Com base nisso, percebe-se que as informações audiovisuais abrem novas
possibilidades para o ensino-aprendizagem, propondo abordagens que superem o
dito ensino tradicional e promovam o ensino nacional tão deficitário. Defende-se
o uso de filmes na medida em que atuem como potencializadores do ensino,
devido a rica presença de saberes científicos que tematizam. Importa focar não
apenas nos filmes educativos, mas também e principalmente nos filmes ditos
comerciais, que não foram criados sob uma abordagem pedagógica, mas que
podem contribuir ricamente para a educação por suas características lúdicas e
proximidade que promovem com a realidade dos alunos.
ACTIO, Curitiba, v. 3, n. 2, p. 154-172, mai./ago. 2018.
ALFABETIZAÇÃO AUDIOVISUAL
É fato que o ensino dito tradicional pode ser considerado insatisfatório para
uma alfabetização científica atualmente. Entendendo a diversidade sociocultural
em que os alunos se encontram, é necessário vislumbrar mecanismos que
contemplem novas formas de alfabetização e favoreçam a aprendizagem.
Com a promulgação da Lei de Diretrizes e Bases da Educação Nacional (LDB),
9.394/96 (BRASIL, 1996), foram definidos novos modelos de aprendizagem e
proposto que estas novas abordagens estivessem presentes em sala de aula.

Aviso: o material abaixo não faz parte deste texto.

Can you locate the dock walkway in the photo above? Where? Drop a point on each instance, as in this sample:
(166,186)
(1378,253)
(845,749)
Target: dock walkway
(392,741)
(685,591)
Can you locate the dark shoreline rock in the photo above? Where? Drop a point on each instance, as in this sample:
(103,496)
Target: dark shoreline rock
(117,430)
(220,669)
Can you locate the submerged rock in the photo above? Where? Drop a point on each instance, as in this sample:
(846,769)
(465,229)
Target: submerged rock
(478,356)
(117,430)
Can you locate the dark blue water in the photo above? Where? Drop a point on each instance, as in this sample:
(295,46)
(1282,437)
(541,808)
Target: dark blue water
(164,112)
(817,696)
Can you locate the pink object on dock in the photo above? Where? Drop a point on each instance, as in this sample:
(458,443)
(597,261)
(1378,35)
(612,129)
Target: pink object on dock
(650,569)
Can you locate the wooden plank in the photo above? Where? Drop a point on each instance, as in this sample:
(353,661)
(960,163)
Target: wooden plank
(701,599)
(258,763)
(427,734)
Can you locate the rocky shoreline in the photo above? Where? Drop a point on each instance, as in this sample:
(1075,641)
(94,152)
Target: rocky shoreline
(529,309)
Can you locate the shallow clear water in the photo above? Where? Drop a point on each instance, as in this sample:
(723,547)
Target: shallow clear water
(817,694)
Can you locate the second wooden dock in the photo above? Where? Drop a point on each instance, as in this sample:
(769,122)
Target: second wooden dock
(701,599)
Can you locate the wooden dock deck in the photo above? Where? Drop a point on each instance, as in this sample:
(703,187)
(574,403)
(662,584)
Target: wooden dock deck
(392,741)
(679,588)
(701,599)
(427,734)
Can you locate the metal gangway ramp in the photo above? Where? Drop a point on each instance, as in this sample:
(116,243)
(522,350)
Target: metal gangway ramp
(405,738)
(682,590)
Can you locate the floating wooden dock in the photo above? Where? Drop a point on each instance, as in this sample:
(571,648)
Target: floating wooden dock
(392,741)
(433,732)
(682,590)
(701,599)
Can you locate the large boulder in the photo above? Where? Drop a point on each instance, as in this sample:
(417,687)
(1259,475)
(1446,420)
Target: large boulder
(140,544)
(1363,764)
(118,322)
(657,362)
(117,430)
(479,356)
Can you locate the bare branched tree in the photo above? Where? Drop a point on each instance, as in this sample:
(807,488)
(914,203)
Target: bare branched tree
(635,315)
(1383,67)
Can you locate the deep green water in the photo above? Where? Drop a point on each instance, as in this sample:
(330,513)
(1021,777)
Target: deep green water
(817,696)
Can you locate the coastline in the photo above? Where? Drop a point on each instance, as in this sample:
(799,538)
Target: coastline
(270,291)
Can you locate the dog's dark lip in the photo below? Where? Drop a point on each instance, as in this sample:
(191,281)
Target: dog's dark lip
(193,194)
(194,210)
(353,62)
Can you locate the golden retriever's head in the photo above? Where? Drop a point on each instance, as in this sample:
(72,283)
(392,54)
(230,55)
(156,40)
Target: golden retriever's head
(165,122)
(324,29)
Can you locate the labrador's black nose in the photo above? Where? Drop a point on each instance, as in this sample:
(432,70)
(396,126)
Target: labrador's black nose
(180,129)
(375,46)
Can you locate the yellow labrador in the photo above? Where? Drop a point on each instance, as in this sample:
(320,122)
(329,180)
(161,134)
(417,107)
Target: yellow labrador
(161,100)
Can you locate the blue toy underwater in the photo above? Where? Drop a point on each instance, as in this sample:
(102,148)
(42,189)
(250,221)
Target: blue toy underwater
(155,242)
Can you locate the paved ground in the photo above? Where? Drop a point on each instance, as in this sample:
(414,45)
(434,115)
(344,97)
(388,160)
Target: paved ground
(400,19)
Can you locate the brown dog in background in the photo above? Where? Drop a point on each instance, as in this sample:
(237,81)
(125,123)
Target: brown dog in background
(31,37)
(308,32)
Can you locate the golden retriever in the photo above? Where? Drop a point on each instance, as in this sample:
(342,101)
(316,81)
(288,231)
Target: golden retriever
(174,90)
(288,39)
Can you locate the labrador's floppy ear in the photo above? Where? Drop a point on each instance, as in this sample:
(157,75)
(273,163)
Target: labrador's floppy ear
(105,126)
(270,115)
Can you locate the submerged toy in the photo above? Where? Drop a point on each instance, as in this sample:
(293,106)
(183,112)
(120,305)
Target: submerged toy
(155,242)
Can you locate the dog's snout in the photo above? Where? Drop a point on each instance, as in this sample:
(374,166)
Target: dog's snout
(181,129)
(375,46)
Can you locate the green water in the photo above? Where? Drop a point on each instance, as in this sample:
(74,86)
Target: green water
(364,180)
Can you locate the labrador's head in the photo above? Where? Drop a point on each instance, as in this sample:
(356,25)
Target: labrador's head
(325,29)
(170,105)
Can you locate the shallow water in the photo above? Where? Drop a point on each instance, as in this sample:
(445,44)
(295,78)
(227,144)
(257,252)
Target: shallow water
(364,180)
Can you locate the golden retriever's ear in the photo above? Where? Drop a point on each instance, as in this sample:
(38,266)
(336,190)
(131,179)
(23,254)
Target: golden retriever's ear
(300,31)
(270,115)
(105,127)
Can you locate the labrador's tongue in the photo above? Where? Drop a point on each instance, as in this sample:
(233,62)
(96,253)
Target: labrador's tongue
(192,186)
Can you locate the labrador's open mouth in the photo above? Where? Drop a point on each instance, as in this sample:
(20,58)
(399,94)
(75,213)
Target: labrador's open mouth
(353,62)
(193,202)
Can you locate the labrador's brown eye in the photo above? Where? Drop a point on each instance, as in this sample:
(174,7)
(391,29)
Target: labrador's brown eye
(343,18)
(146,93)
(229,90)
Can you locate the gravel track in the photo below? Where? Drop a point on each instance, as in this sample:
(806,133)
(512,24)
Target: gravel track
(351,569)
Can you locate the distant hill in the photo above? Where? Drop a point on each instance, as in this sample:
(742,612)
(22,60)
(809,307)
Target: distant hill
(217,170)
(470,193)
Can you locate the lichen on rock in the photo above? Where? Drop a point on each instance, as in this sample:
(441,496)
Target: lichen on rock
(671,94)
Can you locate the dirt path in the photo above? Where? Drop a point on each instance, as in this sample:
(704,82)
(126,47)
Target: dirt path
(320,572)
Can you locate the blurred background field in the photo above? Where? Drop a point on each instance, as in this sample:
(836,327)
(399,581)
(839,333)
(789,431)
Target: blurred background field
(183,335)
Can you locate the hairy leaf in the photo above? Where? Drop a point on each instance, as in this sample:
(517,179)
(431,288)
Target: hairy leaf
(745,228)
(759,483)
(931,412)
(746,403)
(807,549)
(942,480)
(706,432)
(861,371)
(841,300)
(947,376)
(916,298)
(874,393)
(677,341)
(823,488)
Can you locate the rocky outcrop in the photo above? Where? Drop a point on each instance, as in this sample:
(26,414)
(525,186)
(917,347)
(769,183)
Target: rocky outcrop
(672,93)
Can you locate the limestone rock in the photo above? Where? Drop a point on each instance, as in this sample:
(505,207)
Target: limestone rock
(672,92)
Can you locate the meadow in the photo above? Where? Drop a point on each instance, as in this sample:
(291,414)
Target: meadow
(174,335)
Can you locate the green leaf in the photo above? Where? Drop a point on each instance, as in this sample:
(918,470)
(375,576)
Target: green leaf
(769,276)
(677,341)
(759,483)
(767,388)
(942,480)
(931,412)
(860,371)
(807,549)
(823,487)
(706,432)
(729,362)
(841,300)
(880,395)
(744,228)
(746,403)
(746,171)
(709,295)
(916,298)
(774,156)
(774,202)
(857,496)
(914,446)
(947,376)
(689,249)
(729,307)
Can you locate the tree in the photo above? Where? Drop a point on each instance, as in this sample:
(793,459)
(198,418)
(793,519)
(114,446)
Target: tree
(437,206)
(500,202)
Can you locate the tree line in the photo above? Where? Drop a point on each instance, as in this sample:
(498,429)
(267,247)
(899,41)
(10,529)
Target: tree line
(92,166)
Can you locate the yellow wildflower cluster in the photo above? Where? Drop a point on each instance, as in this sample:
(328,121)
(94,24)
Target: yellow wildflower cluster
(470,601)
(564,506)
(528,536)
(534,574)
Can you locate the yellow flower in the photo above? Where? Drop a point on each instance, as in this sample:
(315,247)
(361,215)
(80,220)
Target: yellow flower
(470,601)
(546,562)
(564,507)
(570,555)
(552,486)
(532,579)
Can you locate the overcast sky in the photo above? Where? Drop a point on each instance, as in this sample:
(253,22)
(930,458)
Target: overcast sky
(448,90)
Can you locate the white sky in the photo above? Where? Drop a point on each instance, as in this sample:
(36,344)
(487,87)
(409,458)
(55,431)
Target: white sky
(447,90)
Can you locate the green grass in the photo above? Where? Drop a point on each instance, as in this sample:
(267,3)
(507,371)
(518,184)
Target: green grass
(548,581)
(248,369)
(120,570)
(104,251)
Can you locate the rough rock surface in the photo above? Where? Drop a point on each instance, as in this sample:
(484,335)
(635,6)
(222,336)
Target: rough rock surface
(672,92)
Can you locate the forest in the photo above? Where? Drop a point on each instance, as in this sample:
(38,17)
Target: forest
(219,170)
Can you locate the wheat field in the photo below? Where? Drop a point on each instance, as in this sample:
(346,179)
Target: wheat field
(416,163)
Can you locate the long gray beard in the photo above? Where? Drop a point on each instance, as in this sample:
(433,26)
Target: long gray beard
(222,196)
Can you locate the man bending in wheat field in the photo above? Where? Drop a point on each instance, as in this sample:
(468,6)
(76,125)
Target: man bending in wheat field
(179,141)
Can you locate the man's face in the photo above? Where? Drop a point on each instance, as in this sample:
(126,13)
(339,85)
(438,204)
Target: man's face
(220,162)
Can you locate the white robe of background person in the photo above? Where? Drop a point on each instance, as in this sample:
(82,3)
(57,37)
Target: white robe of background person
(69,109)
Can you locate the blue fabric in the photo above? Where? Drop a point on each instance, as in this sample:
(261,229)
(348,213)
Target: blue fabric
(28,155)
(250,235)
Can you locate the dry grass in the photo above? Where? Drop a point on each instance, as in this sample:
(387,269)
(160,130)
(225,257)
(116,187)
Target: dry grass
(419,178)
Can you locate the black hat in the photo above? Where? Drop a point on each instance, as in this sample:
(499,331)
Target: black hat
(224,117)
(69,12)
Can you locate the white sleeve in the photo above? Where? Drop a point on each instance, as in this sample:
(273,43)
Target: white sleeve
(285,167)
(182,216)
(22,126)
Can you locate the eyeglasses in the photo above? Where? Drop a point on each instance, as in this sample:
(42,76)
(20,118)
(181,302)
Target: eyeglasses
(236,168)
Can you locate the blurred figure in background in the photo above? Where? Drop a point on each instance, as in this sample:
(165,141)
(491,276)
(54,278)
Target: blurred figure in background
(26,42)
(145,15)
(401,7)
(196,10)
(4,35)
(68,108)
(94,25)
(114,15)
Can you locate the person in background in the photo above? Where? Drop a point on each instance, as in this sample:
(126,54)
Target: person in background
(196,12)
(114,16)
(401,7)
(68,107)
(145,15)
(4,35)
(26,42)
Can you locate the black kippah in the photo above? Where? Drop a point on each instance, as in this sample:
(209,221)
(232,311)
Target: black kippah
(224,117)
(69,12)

A LDB
apresenta cinco novos tipos de alfabetização que seguem:
a) Alfabetização em Tecnologia da Informação e Comunicação (TIC).
b) Alfabetização Tecnológica.
c) Alfabetização em Informação.
d) Alfabetização em Mídia.
e) Alfabetização Visual.
Embasados por esta orientação, defendemos uma modalidade que não
aparece nas LDB da Educação, mas que deve ser considerada atualmente, pois
apresenta grande repercussão, que é a Alfabetização Audiovisual, que “[...] refere-
se a toda a forma de comunicação sintética destinada a ser percebida ao mesmo
tempo pelo olho e pelo ouvido” (LENCASTRE; CHAVES, 2007, p. 1164). Pois,
defendemos a utilização do cinema em sala de aula como recurso facilitador do
ensino e promotor de saberes.
Partindo da Alfabetização visual, temos dois tipos de linguagens: a visual que
além de ser atemporal é perceptível no espaço; e a linguagem áudio que apresenta
características temporais, mas nenhuma dimensão espacial visível (LENCASTRE;
CHAVES, 2007). A junção destas, formam a linguagem audiovisual, que se
apresenta integrada em tempo e espaço, sincronizando a comunicação acústica
com a visual.
A LINGUAGEM VISUAL
É fato que as sociedades demonstram preferência por informações visuais,
devido à grande carga de informações deste tipo, que estão presentes em seu dia
a dia. Estamos repletos de informações deste tipo, pois vivemos numa sociedade
que as utiliza frequentemente, como meio de publicidade e informação.
Dondis (2003), embora considere que existe uma diferença entre ver e
entender, afirma que a visão supera eloquentemente os outros sentidos. Ainda
enfatiza que “ver é uma experiência direta, e a utilização de dados visuais para
transmitir informações representa a máxima aproximação que podemos obter
com relação à verdadeira natureza da realidade” (DONDIS, 2003, p.7). Que pelo
seu contato direto permite uma leitura imediata do objeto.
Durante o processo evolutivo, a imagem consagrou-se como linguagem inicial
da humanidade, como pode ser observado pelas representações deixadas pelo
homem primitivo, e que hoje denominamos como arte rupestre.